I don't know. There are levels of familial connections in this movie that eventually, kind of, make sense, and revelations about who is really behind attacks and murders but it is told in the most obtuse, distancing way possible. There's a deliberate naturalism to the way scenes are shot, and even mic’ed, to keep them from being overly narrative-driven. There is very little underscoring throughout most of The Assassin, and the sound design on many of the scenes keeps the ambient noise, like footsteps, almost as loud as the dialogue.
Several scenes, especially early in the film, are show from behind objects. The General has a concubine whom he truly loves. One very long scene between them is shot almost entirely behind a gauzy curtain. Occasionally, the camera moves a bit to the side, but other things obscure its view. Inconsequential foreground objects are constant getting in the way of the action. Even when the view is clear, the camera takes little interest in what in most films would be the main subject of a scene. In an early fight scene, a group of warriors chases the assassin into a copse of trees. The camera stays a good few dozen yards away, and never follows the action.
Even when the action is foregrounded, it often moves off-screen and is not followed. Throughout the film, information is obscured, plot lines are brought forward in as obtuse as possible a manner, and characters are left unexplained. Near the end of the first hour of the film, Yinniang has a confrontation with a masked woman whom, if I paid attention properly (and that's a real question, because the film constantly dares you to quit paying attention, by being boring) was in exactly one scene before, a scene of so little consequence that, until I saw them together I'd assumed that the masked woman was, in fact, Yinniang. They do some cool sword tricks, then Yinniang cuts the mask in half. We're treated to a good solid minute of the two of them staring at each other, waiting for the mask to fall. Then they walk away from each other. If these characters had any emotional reaction to the revelation of who was behind the mask, it's apparently none of the audience's damn business.

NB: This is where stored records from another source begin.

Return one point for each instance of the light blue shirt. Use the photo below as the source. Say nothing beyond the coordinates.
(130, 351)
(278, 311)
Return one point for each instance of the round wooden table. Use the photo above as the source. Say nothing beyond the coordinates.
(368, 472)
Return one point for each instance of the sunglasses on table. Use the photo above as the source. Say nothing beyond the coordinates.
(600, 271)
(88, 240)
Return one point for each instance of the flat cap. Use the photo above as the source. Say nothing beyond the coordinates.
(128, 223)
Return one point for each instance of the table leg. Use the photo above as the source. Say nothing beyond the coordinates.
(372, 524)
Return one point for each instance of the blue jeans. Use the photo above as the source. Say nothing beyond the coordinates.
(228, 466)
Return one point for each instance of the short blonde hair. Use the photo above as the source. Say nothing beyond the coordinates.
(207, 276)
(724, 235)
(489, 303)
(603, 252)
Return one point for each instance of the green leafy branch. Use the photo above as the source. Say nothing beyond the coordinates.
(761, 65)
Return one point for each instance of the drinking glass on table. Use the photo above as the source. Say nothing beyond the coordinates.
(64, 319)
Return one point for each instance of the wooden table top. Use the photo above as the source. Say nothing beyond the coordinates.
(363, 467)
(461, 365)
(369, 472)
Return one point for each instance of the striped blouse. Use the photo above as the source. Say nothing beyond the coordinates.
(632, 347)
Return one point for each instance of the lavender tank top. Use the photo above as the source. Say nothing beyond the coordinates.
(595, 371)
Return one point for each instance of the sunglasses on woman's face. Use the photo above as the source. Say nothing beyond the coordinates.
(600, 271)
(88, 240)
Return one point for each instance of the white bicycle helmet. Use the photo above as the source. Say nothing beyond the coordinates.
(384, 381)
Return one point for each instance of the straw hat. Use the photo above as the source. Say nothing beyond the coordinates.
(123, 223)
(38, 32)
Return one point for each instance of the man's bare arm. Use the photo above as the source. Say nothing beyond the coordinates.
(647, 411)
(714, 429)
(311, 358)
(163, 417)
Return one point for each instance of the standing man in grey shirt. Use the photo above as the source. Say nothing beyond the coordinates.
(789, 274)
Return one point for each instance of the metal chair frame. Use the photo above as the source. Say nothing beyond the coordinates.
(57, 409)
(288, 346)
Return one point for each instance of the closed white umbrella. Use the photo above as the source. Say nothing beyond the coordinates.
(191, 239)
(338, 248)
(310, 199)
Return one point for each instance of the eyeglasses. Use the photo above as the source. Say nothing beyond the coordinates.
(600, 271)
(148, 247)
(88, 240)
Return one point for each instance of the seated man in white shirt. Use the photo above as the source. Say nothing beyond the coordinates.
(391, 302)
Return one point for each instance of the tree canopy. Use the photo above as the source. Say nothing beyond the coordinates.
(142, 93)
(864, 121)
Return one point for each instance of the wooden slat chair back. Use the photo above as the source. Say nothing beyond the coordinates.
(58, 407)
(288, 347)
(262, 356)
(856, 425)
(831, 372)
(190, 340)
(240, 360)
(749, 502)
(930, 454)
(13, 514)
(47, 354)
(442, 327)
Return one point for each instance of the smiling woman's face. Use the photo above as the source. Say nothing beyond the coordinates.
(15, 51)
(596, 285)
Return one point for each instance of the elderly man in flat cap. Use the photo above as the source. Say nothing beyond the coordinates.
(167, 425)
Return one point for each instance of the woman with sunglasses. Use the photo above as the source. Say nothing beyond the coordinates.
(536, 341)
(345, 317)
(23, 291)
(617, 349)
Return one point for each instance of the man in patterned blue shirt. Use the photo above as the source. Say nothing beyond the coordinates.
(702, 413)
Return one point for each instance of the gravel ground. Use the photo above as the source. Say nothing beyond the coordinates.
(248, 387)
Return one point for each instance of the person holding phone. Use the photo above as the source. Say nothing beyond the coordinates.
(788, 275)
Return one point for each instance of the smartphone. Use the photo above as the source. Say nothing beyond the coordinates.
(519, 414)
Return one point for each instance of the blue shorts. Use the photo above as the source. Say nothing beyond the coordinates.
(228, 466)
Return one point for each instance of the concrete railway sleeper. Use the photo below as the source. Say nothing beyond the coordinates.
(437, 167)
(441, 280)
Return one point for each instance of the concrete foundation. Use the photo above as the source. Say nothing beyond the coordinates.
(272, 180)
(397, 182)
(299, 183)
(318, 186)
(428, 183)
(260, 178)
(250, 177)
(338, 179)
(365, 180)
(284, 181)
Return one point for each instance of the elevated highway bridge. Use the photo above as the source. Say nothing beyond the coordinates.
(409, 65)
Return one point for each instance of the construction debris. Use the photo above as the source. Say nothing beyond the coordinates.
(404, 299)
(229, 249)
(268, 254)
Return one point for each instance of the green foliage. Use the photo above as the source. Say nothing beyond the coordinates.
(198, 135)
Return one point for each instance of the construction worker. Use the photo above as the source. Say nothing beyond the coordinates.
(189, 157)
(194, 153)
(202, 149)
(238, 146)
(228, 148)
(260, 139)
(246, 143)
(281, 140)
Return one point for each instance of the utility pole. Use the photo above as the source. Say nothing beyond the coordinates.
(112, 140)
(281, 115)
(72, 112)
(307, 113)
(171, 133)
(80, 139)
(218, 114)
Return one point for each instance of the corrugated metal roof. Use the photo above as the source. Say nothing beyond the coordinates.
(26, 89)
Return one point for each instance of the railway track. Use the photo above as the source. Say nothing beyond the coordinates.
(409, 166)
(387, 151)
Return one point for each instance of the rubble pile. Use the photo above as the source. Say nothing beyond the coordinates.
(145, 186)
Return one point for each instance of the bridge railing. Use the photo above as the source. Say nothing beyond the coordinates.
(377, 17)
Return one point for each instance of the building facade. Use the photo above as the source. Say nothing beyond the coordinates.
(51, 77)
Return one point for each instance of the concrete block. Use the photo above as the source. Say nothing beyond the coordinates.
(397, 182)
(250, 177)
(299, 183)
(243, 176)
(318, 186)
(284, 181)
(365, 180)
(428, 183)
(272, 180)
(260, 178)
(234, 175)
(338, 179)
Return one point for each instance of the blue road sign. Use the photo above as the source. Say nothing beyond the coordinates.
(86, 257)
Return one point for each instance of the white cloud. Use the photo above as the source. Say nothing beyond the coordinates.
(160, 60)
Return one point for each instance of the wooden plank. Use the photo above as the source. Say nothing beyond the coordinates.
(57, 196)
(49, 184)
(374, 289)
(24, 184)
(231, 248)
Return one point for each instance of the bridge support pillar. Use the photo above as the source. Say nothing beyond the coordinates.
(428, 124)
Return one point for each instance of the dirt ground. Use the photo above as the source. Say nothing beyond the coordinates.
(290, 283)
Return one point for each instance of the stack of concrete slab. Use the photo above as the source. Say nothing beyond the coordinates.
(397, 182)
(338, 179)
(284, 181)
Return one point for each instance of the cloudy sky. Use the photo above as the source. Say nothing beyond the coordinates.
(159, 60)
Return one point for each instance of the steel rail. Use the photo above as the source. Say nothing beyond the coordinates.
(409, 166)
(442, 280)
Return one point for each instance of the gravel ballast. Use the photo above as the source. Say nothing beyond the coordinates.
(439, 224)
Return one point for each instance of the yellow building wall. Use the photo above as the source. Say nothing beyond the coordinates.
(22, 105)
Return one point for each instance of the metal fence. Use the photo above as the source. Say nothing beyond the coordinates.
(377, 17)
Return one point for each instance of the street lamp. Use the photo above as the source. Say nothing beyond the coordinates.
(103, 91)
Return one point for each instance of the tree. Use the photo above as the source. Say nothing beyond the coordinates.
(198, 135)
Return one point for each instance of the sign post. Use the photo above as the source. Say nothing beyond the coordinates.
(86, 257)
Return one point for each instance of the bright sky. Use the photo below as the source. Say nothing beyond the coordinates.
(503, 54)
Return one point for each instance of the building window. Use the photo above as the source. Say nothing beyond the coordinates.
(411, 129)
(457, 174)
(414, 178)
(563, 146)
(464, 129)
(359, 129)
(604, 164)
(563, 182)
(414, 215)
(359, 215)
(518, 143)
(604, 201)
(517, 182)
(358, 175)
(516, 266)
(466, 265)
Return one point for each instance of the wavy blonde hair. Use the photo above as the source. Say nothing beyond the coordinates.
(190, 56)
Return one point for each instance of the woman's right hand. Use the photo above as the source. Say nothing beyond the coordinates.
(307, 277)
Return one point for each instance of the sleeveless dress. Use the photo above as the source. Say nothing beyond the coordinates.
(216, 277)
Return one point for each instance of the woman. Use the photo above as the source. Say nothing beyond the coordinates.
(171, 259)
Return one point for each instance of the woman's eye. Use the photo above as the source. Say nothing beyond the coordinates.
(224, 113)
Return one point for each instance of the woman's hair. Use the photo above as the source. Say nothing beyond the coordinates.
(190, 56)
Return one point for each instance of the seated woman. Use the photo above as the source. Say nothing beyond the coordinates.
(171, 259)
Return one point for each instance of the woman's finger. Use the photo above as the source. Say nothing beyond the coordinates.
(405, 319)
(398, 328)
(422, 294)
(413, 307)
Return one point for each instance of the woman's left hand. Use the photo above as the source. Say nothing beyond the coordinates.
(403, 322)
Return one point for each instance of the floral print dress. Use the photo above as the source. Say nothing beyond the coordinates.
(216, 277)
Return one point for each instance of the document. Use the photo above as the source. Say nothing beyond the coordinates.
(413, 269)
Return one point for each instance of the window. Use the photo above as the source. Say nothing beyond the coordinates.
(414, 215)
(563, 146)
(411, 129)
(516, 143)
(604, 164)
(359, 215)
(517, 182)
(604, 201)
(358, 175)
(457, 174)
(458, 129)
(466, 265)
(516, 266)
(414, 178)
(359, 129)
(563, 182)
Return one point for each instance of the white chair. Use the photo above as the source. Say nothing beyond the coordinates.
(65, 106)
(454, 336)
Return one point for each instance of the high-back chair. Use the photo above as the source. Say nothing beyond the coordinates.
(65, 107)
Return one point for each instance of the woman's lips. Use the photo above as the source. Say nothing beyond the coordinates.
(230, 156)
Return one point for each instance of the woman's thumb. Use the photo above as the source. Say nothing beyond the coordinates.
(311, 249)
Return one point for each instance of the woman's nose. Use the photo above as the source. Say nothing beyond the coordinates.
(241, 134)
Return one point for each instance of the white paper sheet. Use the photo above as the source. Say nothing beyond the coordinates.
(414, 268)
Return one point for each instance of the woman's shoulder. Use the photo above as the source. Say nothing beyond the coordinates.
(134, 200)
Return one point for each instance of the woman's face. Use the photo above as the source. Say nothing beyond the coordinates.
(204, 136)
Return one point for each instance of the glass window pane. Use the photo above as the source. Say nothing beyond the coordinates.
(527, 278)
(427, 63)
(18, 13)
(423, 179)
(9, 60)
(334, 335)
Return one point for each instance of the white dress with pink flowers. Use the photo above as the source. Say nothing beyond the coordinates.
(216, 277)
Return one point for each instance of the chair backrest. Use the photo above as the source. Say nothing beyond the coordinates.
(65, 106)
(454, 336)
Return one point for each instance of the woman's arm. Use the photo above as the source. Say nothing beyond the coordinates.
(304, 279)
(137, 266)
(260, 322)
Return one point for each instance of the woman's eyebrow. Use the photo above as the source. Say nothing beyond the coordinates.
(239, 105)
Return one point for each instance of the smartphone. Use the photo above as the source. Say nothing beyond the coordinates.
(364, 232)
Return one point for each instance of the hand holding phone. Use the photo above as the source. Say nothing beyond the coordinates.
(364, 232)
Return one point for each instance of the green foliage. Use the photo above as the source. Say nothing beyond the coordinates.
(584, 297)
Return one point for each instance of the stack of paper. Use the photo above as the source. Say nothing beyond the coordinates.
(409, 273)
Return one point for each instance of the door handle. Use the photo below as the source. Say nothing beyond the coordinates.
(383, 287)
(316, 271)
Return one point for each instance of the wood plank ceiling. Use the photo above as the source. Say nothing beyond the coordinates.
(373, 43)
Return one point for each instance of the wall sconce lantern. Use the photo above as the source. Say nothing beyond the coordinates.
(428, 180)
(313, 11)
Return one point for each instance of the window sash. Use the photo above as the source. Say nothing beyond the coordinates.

The director, Hsiao-Hsien Hou, won Best Director at Cannes for this. His choices are clearly deliberate, and it is an unquestionably beautiful movie. Much of the action was shot in uninhabited spaces in China and Mongolia, so they very well may have looked just as they did in the period of the story (8th century AD). There is one shot near the end of the film, where Yinniang talks to her master, which begins with master staring out over a cliff-face. When it ends (several minutes later, in a completely static shot) she is in the same place, and what was once a view of the ocean has been completely covered in fog. The visual is breathtaking, and it might even be emblematic of the emotional state of the characters. One can only guess, because their emotions are left mostly opaque by the narrative.
For anyone seeking rousing martial arts action, this is not the film for you. There are some interesting fight scenes, but they are deliberately neutered of the most important aspect of a cinematic fight: you don’t know who to root for, you’re rarely sure who is who, and the camera does not follow the action. Most martial arts movies are constructed to astonish with athletics and acrobatics, and with the general intent that, at some point, an audience member might even be driven to cheer. This isn't the intent of The Assassin. That intent would be, it seems, to establish a mood. Which is fine, if the mood led to somewhere. For me, The Assassin did not.
Technically, this Blu-ray release was fine. The film was shot in something close to Academy ratio, so it will not fill out a widescreen (except, for whatever reason, for one scene). It's all beautifully rendered, though as I described above many of these beautiful scenes are intentionally left obscured by foreground objects. The sound, too, is very deliberately "naturalistic" to the point where I swapped between the uncompressed audio and Dolby 2.0 to see if something was going weird with my speakers. Along with the movie, there are four very brief featurettes (about three minutes a piece) which, for all their brevity contains some decent behind-the-scenes footage and interviews, and don't waste much of their running time with shots from the film.